Derek Waldron (27:33):

I think well said today, JP Morgan Chase doesn't use generative AI in client facing channels. That's been a risk appetite consideration, and we've ensured that it's only for internal use, primarily with human in the loop. But it is coming. That much is clear, and I think that the way we'll see it begin to emerge in client facing channels is by sort of stepping into it. So the first modality of usage, I think when JP Morgan goes live with its first generative AI client facing channels, it will be mostly used for semantic understanding of the client's issues, which it's very, very good at. So it can understand exactly what the client is trying to get at, and then map that in much more sophisticated ways than was previously possible to help resolve it.
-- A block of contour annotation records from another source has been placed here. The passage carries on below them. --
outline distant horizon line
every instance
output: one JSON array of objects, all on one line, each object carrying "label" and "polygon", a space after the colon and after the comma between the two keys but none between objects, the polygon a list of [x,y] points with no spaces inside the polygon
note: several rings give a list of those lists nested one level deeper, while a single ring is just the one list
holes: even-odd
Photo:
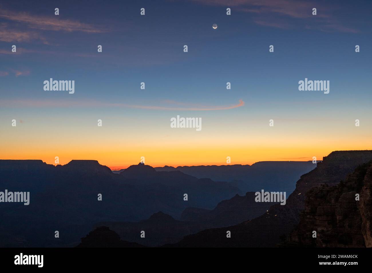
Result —
[{"label": "distant horizon line", "polygon": [[[71,159],[69,162],[68,162],[67,163],[66,163],[65,164],[49,164],[48,163],[47,163],[46,162],[45,162],[44,160],[43,160],[42,159],[0,159],[0,160],[41,160],[41,161],[42,161],[43,162],[43,163],[46,163],[46,164],[48,164],[48,165],[53,165],[53,166],[58,166],[58,165],[60,165],[60,166],[64,166],[65,165],[67,165],[69,163],[70,163],[71,161],[72,161],[73,160],[79,160],[79,161],[81,160],[81,161],[97,161],[97,162],[98,162],[98,163],[100,165],[102,165],[102,166],[105,166],[106,167],[107,167],[108,168],[109,168],[111,170],[123,170],[123,169],[127,169],[127,168],[128,168],[129,167],[130,167],[131,166],[132,166],[138,165],[139,164],[140,164],[140,163],[141,163],[140,162],[138,162],[138,163],[137,163],[137,164],[131,164],[131,165],[119,165],[119,166],[118,166],[117,165],[116,165],[116,166],[108,166],[107,165],[104,165],[101,164],[100,163],[99,163],[99,161],[98,160],[96,160],[96,159]],[[319,160],[317,160],[317,163],[318,162],[320,162],[320,161],[322,161],[323,160],[323,158],[322,157],[321,159]],[[211,166],[235,166],[235,165],[240,165],[243,166],[252,166],[253,165],[254,165],[254,164],[256,164],[257,163],[260,163],[260,162],[311,162],[311,161],[312,161],[312,160],[301,160],[301,161],[300,161],[300,160],[263,160],[263,161],[257,161],[256,162],[254,162],[254,163],[253,163],[251,164],[241,164],[241,163],[226,164],[224,164],[224,165],[222,164],[222,165],[217,165],[217,164],[211,164],[211,164],[209,164],[209,165],[202,165],[202,165],[178,165],[178,166],[172,166],[172,165],[158,165],[158,164],[154,164],[154,165],[153,166],[153,165],[148,165],[148,164],[146,164],[145,163],[145,165],[148,165],[148,166],[151,166],[151,167],[152,167],[153,168],[164,168],[165,167],[172,167],[172,168],[177,168],[178,167],[199,167],[199,166],[205,166],[205,167]]]}]

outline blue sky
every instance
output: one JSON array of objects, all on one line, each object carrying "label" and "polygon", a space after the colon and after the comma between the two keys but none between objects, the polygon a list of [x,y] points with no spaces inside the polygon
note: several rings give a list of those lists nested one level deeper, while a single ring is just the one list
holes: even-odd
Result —
[{"label": "blue sky", "polygon": [[[365,131],[362,136],[350,132],[346,147],[351,147],[352,139],[366,143],[372,134],[371,8],[369,1],[3,3],[3,137],[11,135],[6,124],[12,117],[35,123],[39,134],[45,131],[36,121],[43,118],[50,118],[48,128],[57,130],[67,120],[78,124],[66,126],[77,127],[90,117],[104,117],[113,126],[129,119],[133,124],[128,126],[151,135],[160,134],[171,117],[180,114],[203,118],[211,136],[238,135],[237,143],[244,134],[259,135],[269,118],[288,125],[288,135],[305,126],[318,130],[317,134],[333,133],[333,139],[344,132],[347,123],[352,125],[359,118]],[[10,52],[12,45],[16,53]],[[269,52],[270,45],[274,52]],[[355,52],[356,45],[360,52]],[[50,78],[75,80],[75,93],[45,91],[43,82]],[[298,82],[305,78],[330,81],[330,93],[299,91]],[[140,89],[142,82],[145,90]],[[231,90],[226,89],[227,82]],[[224,109],[240,100],[244,105],[227,110],[181,109]],[[309,121],[314,124],[293,123]]]}]

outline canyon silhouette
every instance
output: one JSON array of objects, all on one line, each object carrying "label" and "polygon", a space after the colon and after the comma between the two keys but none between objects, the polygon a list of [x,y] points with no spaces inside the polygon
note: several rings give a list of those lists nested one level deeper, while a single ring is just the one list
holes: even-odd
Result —
[{"label": "canyon silhouette", "polygon": [[[371,160],[372,151],[341,151],[317,164],[140,163],[112,171],[96,160],[1,160],[0,188],[29,192],[30,200],[1,204],[0,246],[370,246]],[[286,191],[285,205],[255,202],[263,189]],[[323,225],[311,220],[320,215],[328,217]],[[309,222],[328,240],[312,241]]]}]

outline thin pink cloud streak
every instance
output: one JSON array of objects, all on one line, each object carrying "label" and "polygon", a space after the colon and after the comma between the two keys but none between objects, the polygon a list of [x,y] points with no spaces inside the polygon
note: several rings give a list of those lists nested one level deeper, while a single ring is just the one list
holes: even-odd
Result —
[{"label": "thin pink cloud streak", "polygon": [[36,100],[1,100],[0,105],[11,107],[118,107],[151,110],[173,110],[184,111],[213,111],[228,110],[244,105],[244,103],[240,100],[239,103],[231,105],[201,106],[199,107],[169,107],[153,105],[113,103],[97,101],[52,101]]}]

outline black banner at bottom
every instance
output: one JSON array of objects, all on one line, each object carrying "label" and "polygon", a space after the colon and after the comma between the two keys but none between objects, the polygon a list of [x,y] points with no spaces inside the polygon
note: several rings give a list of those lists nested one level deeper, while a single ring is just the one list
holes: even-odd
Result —
[{"label": "black banner at bottom", "polygon": [[351,269],[371,265],[371,254],[369,248],[3,248],[0,264],[2,269],[26,270],[96,269],[130,264],[142,269],[177,264],[180,268],[195,264],[210,269],[224,264],[260,264],[265,269],[297,266]]}]

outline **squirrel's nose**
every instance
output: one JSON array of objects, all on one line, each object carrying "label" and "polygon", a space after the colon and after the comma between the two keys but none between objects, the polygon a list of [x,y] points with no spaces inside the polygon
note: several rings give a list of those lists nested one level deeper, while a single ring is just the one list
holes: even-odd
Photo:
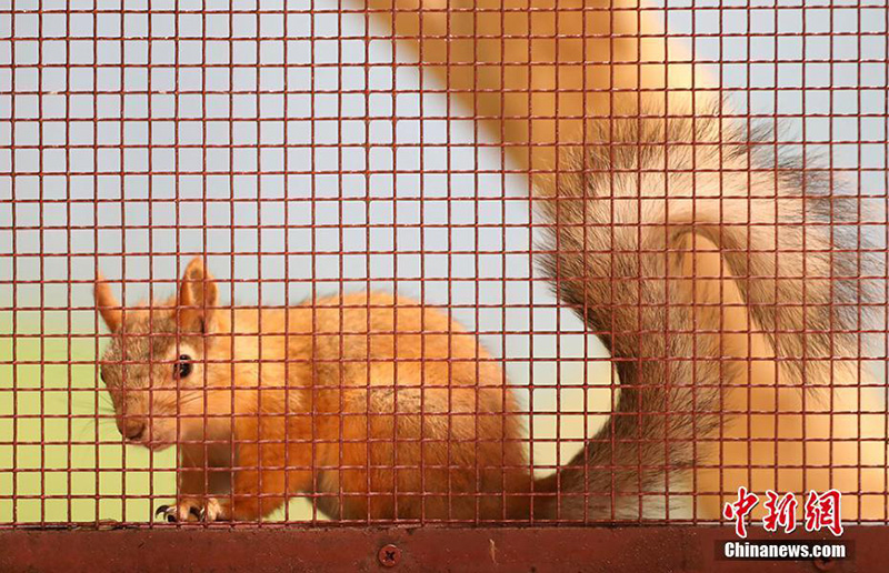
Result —
[{"label": "squirrel's nose", "polygon": [[124,420],[122,425],[123,428],[120,428],[120,433],[123,434],[123,438],[132,442],[141,440],[146,433],[144,420]]}]

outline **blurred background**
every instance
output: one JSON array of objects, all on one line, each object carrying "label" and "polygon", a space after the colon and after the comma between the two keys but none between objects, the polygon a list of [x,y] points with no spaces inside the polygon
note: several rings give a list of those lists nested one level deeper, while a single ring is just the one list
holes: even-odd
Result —
[{"label": "blurred background", "polygon": [[[835,170],[885,250],[886,2],[652,6],[733,110],[780,119],[791,151]],[[605,420],[607,353],[535,280],[526,178],[358,10],[0,1],[0,523],[149,521],[174,495],[172,451],[124,446],[101,412],[99,269],[127,303],[171,294],[206,253],[237,303],[381,289],[446,305],[502,358],[535,463]],[[886,381],[880,346],[865,366]],[[320,514],[296,500],[277,517]]]}]

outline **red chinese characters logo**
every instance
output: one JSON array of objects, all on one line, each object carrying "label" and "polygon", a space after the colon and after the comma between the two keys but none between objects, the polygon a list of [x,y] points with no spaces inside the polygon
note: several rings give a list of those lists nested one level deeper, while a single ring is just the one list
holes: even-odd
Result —
[{"label": "red chinese characters logo", "polygon": [[806,531],[821,531],[827,527],[833,535],[842,535],[840,497],[837,490],[825,493],[809,491],[806,497]]},{"label": "red chinese characters logo", "polygon": [[[766,515],[762,517],[762,527],[769,532],[778,531],[781,527],[785,533],[792,533],[797,529],[797,501],[793,493],[780,495],[771,490],[766,491]],[[806,531],[815,532],[827,529],[833,535],[842,534],[841,522],[841,494],[837,490],[829,490],[825,493],[810,491],[803,505],[803,519]],[[722,515],[727,520],[735,521],[735,533],[739,537],[747,537],[746,519],[759,503],[759,496],[747,490],[738,487],[738,500],[727,503],[722,510]]]},{"label": "red chinese characters logo", "polygon": [[759,497],[756,493],[747,491],[747,487],[741,485],[738,487],[738,501],[735,503],[727,503],[722,510],[722,515],[727,520],[735,520],[735,533],[739,537],[747,536],[747,524],[745,517],[750,513],[756,504],[759,503]]},{"label": "red chinese characters logo", "polygon": [[779,496],[771,490],[766,490],[768,500],[763,504],[766,516],[762,517],[762,527],[766,531],[778,531],[778,526],[791,533],[797,529],[797,496],[786,493]]}]

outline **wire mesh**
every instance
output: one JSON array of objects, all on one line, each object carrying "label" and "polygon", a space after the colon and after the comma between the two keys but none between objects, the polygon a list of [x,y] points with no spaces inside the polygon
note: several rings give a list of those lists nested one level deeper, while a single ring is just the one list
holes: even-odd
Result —
[{"label": "wire mesh", "polygon": [[0,529],[886,523],[887,29],[7,2]]}]

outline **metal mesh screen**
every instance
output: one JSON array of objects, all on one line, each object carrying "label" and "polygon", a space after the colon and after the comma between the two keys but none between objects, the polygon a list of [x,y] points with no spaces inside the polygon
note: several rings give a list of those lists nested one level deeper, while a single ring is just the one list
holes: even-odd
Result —
[{"label": "metal mesh screen", "polygon": [[886,523],[888,28],[6,2],[0,527]]}]

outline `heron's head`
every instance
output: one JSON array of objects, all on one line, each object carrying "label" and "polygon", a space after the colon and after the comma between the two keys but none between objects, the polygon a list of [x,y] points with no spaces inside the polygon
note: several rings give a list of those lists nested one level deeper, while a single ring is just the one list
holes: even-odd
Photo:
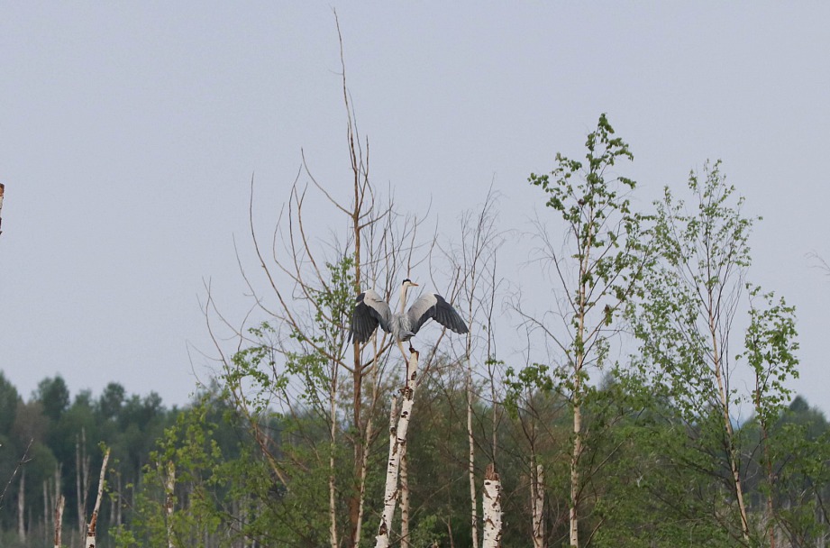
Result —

But there's not going to be a generative component where the large language model is generating the language that will go to the client that will likely still be canned or heavily templated, et cetera.

(28:38):

And then over time, these things will be opened up. It'll be allowed to be a little more creative, a little more freeform and templated. But the risk that I think that everyone needs to grapple with is the fact that a large language model in each generative mode, no matter how compelling it seems, no matter how much you test it, it's an intrinsically statistical system. So you can put into the prompt, here's the policies to conform to, here's the templates to conform to, here's the things not to say at the end of the day, how do you know that it won't do it? What's the probability? Even if it's 0.0001%, which would be very hard to test when you're a large bank, the size of JPMorgan Chase with a hundred million customers using a Chase digital app, the likelihood to manifest itself is there. And I think that's what the whole industry is going to have to grapple with, is how do they ultimately get comfortable with an intrinsically statistical system in a very highly regulated. So the good news is there's many, many, many steps you can step into it. But then I think to advance that, there's still some foundational technology questions that need to be solved.

Alex Jimenez (29:46):

One of the challenges though, it's the tools are out there for people to do in other industries, and there's going to be an expectation that for my friends at B of A, that Erica is going to be driven by chat GPT at some point or some other language model. And it's frustrating as a customer of using Erica and asking it a question, and it doesn't give you what answer that makes any sense. And you're thinking, what OA spends a ton of money on technology, why can't get this right? So the expectations from the customers are going to be such that we're going to have to get to a point where we have something that can compete with an Amazon or something else that's using these sort of tools.

Derek Waldron (30:37):

Yeah, that's well said. It's definitely resetting customer expectations.

Penny Crosman (30:40):

Alright, well unfortunately we're out of time, but thank you both so much. An interesting discussion. Thank you. Thank you all.